The Open Hand 2: Orientalism in the Pacific
Auckland University of Technology, New Zealand
September 09 2017
During The Open Hand 2: Orientalism in the Pacific, we want to resume the civic debate started during the first Open Hand symposium in 2014, about collaborative action in architecture, space, art and society, this time specifically in connection with community, geography, identity, displacement, migration, and history in the Pacific. Central to the symposium are the following questions: What are the opportunities, boundaries, and tensions experienced in diasporas here in the Pacific? Do we still view these phenomena through the lenses of the ‘Other,' or as exotic spaces of in-betweenness, or are we engaging with them differently now?
With the election of Donald Trump as the President of the United States and Brexit, it appears like we have been returned to aggressively hegemonic geopolitics and spatial exclusions, globally and in the Pacific. We think that, under these conditions, it is important to revisit and extend Edwards Said's provocations.
While there are contrary views about Said’s theories, postcolonial writings by Rob Wilson, Greg Fry and Pacific writers Albert Wendt, Epeli Ha’uofa, Vilsoni Hereniko and Teresia Teaiwa have continued to reinvigorate his ideas with a sense of wonderment. Their investigations are pivotal in the critique of relationships between empire, cultural difference and the subaltern anywhere, and we think it has relevance to thinking about space in the Pacific right now.
Orientalism (1978) became an important text in the 1990s, not only as a rhetoric on how the West views the East, but also as a way to legitimise and celebrate indigenous cultures and their practices. Alongside Homi K. Bhabha, Gayatri Spivak and Michel Foucault’s, Said’s reflections inspired revisions of representation, discourse, identity and power, aiming to support decolonising agendas.
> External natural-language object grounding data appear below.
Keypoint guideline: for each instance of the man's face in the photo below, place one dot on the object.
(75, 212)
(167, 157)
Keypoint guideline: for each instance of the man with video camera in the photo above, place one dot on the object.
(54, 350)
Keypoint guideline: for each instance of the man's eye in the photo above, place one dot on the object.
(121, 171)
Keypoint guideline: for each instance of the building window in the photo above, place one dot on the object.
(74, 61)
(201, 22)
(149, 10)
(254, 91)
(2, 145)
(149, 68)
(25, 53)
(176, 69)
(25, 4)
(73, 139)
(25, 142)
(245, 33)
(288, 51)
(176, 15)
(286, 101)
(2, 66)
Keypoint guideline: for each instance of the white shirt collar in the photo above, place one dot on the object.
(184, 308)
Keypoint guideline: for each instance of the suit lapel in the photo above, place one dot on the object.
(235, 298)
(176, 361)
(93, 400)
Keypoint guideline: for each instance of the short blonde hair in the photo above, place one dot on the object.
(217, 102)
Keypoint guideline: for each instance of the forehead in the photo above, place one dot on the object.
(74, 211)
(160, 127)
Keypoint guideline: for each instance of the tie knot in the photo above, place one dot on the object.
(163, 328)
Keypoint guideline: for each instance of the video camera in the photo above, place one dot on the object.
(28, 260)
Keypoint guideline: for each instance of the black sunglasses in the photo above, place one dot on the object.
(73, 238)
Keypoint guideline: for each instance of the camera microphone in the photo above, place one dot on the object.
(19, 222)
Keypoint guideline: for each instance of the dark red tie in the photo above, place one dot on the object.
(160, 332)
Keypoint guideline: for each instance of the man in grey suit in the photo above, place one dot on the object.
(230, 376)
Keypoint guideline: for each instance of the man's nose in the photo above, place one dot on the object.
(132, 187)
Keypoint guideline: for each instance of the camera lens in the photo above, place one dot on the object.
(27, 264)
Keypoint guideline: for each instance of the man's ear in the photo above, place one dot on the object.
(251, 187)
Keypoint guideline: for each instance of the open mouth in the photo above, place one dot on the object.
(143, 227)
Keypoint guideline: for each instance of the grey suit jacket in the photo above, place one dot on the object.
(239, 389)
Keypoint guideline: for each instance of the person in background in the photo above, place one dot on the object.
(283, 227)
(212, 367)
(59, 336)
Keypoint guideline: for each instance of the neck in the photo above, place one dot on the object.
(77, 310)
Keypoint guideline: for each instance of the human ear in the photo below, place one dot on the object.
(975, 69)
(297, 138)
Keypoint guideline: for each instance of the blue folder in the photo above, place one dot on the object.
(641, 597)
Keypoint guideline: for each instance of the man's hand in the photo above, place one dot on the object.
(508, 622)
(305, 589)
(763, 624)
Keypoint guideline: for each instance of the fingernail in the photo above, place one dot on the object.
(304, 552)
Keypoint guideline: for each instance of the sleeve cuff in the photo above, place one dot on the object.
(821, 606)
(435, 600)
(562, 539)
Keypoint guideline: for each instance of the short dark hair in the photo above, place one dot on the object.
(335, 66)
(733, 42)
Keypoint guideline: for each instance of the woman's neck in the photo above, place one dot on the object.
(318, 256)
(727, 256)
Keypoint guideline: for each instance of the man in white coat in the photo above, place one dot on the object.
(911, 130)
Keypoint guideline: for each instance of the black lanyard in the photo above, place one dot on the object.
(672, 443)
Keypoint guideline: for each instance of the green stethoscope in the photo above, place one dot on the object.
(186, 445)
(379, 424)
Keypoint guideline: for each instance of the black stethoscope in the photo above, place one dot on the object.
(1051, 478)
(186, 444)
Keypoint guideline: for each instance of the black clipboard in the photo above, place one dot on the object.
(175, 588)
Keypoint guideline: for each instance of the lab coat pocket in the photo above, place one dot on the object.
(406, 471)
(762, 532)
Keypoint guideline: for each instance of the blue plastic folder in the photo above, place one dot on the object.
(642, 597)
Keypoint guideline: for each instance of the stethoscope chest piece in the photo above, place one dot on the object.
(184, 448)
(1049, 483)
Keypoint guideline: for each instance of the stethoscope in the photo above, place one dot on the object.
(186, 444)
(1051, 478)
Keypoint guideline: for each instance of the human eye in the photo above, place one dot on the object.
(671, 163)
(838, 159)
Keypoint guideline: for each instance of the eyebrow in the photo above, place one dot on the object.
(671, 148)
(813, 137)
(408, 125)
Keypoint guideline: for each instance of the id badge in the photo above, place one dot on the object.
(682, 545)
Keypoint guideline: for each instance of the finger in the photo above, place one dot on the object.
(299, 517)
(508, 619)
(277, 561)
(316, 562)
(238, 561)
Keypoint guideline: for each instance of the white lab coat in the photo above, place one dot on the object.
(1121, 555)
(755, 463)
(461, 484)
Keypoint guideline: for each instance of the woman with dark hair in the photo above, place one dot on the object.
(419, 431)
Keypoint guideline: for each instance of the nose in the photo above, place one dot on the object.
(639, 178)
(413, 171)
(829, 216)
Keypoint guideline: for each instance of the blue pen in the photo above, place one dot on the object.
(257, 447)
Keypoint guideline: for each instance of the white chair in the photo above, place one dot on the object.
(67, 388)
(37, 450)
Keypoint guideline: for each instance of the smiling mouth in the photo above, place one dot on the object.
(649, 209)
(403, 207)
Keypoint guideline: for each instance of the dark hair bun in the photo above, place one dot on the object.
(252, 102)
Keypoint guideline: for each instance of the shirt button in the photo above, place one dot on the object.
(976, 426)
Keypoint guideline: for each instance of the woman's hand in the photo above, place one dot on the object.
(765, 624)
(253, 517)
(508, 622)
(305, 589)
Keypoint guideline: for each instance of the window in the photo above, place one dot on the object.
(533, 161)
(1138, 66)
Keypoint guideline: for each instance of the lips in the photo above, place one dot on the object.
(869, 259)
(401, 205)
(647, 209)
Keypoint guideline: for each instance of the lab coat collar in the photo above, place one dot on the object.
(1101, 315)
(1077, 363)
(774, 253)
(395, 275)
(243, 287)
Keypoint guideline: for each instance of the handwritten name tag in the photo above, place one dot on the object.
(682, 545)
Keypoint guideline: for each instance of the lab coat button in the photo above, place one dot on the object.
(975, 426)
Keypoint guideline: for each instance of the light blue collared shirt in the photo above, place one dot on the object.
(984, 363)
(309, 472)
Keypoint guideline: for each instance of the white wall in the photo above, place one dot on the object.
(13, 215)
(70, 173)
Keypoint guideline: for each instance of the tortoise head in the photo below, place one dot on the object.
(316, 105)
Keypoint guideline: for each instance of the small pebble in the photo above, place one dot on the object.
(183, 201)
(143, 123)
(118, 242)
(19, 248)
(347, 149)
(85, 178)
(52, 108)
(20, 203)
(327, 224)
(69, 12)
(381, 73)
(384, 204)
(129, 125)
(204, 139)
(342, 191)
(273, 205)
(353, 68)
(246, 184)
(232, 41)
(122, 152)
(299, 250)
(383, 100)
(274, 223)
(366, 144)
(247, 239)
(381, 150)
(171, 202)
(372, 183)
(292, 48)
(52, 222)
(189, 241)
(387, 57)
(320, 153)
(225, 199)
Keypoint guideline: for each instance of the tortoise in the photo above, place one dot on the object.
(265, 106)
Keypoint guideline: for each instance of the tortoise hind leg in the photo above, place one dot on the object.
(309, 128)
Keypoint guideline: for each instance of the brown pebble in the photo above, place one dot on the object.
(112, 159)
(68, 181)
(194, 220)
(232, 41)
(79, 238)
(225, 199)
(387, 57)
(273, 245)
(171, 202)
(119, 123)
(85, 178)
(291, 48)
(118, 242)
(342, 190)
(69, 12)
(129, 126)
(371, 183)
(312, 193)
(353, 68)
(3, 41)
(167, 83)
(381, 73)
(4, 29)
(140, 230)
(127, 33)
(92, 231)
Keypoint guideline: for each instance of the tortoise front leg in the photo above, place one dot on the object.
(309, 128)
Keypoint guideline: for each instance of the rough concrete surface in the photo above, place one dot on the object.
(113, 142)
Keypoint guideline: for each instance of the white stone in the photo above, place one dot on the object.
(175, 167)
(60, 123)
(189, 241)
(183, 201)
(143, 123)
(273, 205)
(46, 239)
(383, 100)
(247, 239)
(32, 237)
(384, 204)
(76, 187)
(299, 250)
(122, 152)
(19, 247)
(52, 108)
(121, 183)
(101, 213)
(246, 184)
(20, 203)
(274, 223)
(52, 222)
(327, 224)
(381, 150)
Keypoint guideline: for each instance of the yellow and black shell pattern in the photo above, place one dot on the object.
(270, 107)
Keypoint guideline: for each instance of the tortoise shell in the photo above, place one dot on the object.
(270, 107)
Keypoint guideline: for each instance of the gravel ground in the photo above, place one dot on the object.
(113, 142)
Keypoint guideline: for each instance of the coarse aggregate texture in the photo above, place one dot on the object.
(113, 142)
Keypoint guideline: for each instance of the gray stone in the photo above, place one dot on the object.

Said synthesised politics and aesthetics, calling for critical discourse and activism for human rights.
We invite you to critically explore these questions in 20-minute presentations. As in 2014, the 2017 symposium extends an open hand, as a call for people to come. We invite papers from architects, designers, artists, curators, sociologists, anthropologists, historians, writers, filmmakers, researchers, urban planners, policy makers, and others.